Cellphones will be banned in Ontario classrooms during instructional time, starting in September.
Education Minister Lisa Thompson said in a statement Tuesday that a formal announcement is coming soon.
“Ontario’s students need to be able to focus on their learning — not their cellphones,” she wrote. “By banning cellphone use that distracts from learning, we are helping students to focus on acquiring the foundational skills they need like reading, writing and math.”
Some schools already have similar policies, but the province will issue a directive to all public schools for the 2019-20 school year, government sources told The Canadian Press. How to enforce the ban would be up to individual boards and schools.
Exceptions would be made for when teachers want to use cellphones as part of their lesson, for medical reasons and students with special needs.
The Tory government conducted education consultations last year, and while input on the sex-education curriculum dominated headlines, feedback was also gathered on a potential classroom cellphone ban. About 97 per cent of respondents favoured some sort of restriction on phones in class.
“It was the closest thing we got in our consultation to unanimity,” one source said.
The Progressive Conservatives had proposed such a ban in their platform during last year’s election campaign.

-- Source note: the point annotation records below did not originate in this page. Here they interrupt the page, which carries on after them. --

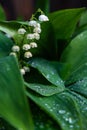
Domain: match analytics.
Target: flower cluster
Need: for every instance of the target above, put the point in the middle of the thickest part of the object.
(32, 33)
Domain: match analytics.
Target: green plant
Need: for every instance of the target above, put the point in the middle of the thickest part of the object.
(53, 95)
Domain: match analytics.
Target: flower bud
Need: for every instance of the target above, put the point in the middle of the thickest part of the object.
(33, 45)
(37, 30)
(13, 53)
(27, 69)
(26, 47)
(22, 71)
(21, 31)
(27, 54)
(36, 36)
(43, 17)
(30, 36)
(15, 48)
(33, 23)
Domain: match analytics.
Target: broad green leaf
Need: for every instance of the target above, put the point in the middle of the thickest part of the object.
(2, 13)
(60, 107)
(42, 120)
(64, 22)
(5, 125)
(75, 53)
(82, 106)
(13, 103)
(5, 45)
(83, 19)
(77, 75)
(47, 70)
(45, 90)
(80, 87)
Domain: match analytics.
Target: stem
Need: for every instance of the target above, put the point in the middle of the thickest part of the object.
(44, 5)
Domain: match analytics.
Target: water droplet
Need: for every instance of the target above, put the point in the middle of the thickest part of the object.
(62, 111)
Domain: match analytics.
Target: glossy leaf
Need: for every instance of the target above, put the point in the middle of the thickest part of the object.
(47, 70)
(10, 27)
(80, 87)
(13, 106)
(64, 22)
(5, 45)
(60, 107)
(45, 90)
(82, 106)
(2, 13)
(77, 75)
(42, 120)
(83, 19)
(70, 56)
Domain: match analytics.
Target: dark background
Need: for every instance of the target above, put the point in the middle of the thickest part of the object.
(24, 8)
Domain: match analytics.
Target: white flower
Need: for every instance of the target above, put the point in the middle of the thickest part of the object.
(36, 36)
(30, 36)
(15, 48)
(7, 35)
(13, 53)
(43, 17)
(21, 31)
(38, 25)
(22, 71)
(26, 47)
(33, 45)
(27, 54)
(33, 23)
(37, 30)
(27, 69)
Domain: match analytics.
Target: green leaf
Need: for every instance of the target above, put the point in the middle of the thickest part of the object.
(77, 75)
(10, 27)
(13, 103)
(5, 45)
(43, 5)
(82, 106)
(2, 13)
(47, 70)
(42, 120)
(60, 107)
(64, 22)
(83, 19)
(80, 87)
(45, 90)
(75, 53)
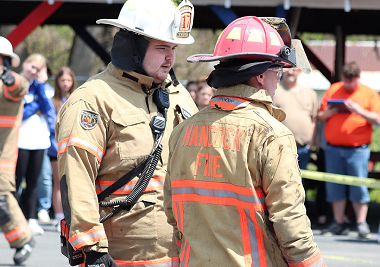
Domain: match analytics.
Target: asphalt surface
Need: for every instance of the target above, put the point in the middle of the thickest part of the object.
(338, 251)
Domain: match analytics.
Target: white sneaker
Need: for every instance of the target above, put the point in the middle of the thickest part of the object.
(35, 227)
(43, 216)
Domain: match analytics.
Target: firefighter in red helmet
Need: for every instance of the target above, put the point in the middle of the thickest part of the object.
(233, 192)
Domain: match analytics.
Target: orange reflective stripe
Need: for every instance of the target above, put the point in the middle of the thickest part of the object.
(314, 261)
(217, 193)
(259, 239)
(155, 183)
(17, 232)
(178, 213)
(179, 244)
(87, 238)
(7, 165)
(166, 262)
(246, 239)
(84, 143)
(10, 121)
(185, 255)
(229, 102)
(253, 242)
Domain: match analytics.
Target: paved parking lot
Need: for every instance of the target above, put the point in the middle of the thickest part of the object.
(338, 251)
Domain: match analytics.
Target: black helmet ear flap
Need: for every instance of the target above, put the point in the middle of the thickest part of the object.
(280, 25)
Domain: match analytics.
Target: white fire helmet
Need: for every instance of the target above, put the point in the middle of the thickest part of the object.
(166, 20)
(6, 49)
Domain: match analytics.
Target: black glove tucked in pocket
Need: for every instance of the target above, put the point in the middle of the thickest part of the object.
(95, 259)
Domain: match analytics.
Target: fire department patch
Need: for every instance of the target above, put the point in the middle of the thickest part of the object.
(88, 119)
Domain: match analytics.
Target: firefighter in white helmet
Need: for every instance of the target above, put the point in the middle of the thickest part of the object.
(115, 128)
(13, 87)
(233, 191)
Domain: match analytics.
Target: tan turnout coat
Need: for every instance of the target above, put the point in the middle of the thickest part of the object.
(103, 132)
(233, 191)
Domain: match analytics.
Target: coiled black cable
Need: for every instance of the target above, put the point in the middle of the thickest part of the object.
(140, 186)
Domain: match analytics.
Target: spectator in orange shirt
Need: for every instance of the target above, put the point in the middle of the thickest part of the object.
(348, 132)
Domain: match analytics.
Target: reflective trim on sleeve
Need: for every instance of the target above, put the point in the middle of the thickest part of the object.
(18, 232)
(10, 121)
(185, 255)
(166, 262)
(314, 261)
(253, 241)
(217, 193)
(87, 238)
(155, 183)
(81, 142)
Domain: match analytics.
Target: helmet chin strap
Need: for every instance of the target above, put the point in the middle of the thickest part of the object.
(128, 51)
(174, 78)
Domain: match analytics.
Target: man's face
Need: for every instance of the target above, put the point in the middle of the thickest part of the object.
(159, 59)
(193, 88)
(350, 83)
(32, 69)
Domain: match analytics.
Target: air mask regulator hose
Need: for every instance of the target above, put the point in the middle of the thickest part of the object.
(140, 186)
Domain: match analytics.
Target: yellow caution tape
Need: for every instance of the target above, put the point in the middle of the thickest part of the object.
(340, 258)
(340, 179)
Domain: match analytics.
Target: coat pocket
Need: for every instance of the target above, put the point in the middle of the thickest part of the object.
(134, 137)
(138, 223)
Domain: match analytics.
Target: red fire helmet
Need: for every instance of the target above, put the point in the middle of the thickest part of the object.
(252, 38)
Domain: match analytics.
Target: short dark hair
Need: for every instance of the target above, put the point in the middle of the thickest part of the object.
(351, 70)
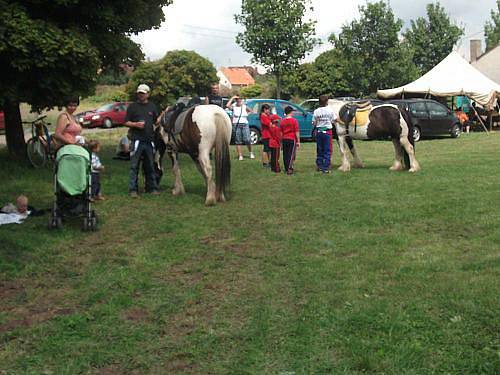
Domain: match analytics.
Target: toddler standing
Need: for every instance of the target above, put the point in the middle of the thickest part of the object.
(97, 168)
(275, 143)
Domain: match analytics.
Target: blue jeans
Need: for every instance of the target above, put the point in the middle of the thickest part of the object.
(145, 151)
(323, 150)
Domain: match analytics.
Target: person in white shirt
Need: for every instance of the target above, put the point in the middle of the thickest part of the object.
(323, 119)
(97, 168)
(240, 123)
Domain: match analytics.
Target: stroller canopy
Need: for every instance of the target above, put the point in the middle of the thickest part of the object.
(73, 167)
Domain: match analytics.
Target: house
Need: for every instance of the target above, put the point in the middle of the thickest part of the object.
(486, 63)
(234, 78)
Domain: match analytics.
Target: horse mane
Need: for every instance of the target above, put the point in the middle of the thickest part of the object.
(168, 118)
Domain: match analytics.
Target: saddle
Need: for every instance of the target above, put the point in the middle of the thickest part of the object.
(172, 120)
(355, 114)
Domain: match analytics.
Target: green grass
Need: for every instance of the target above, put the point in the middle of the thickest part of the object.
(365, 272)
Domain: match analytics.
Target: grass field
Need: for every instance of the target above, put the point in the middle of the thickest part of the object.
(365, 272)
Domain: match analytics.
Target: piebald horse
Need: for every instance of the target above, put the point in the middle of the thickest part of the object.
(361, 120)
(196, 132)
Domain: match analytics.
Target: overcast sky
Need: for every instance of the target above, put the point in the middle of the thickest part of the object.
(208, 27)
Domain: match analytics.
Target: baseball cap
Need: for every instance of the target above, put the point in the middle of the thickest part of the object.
(143, 88)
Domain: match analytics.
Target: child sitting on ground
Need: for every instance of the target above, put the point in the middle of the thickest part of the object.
(97, 168)
(275, 143)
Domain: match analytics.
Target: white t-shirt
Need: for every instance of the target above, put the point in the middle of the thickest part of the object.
(240, 115)
(323, 118)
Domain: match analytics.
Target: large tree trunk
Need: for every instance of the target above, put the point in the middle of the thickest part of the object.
(278, 85)
(14, 132)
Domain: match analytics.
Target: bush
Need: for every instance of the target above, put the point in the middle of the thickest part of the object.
(253, 91)
(179, 73)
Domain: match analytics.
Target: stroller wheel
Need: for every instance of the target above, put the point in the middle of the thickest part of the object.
(86, 224)
(93, 224)
(55, 222)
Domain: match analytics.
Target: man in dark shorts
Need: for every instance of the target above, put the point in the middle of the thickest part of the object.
(141, 117)
(214, 97)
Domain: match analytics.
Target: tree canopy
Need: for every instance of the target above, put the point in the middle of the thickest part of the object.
(370, 53)
(492, 29)
(52, 49)
(432, 38)
(178, 73)
(276, 34)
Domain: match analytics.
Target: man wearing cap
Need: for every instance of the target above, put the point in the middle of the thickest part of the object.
(141, 117)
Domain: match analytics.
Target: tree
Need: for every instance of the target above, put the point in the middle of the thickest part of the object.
(276, 34)
(51, 50)
(369, 52)
(252, 91)
(432, 38)
(178, 73)
(492, 29)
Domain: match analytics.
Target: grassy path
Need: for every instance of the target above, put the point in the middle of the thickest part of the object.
(370, 271)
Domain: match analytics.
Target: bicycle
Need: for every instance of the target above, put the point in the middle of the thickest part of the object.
(40, 147)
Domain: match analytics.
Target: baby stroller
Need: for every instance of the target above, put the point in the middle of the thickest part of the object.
(72, 188)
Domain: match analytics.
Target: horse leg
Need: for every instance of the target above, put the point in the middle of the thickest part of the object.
(357, 161)
(414, 165)
(398, 158)
(346, 165)
(178, 186)
(205, 168)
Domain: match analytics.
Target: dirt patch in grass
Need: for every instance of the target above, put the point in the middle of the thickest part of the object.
(44, 308)
(114, 370)
(136, 314)
(9, 291)
(35, 315)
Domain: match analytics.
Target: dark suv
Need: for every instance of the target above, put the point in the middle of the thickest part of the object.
(430, 118)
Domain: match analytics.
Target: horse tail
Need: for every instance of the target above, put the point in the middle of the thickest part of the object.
(222, 156)
(406, 117)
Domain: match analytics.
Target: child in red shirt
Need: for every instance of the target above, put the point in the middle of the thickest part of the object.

The Toronto District School Board used to have a cellphone ban, but reversed it after four years to let teachers dictate what works best for their classrooms. The board has previously said that enforcing an outright ban was next to impossible, and said that to curb technology use would be to place limits on educational opportunities as well.
A 2015 London School of Economics and Political Science paper found that “student performance in high stakes exams significantly increases” with a ban on mobile phones. The improvements were largely seen among the students who were normally the lowest achieving.
“This suggests that restricting mobile phone use can be a low-cost policy to reduce educational inequalities,” the study found.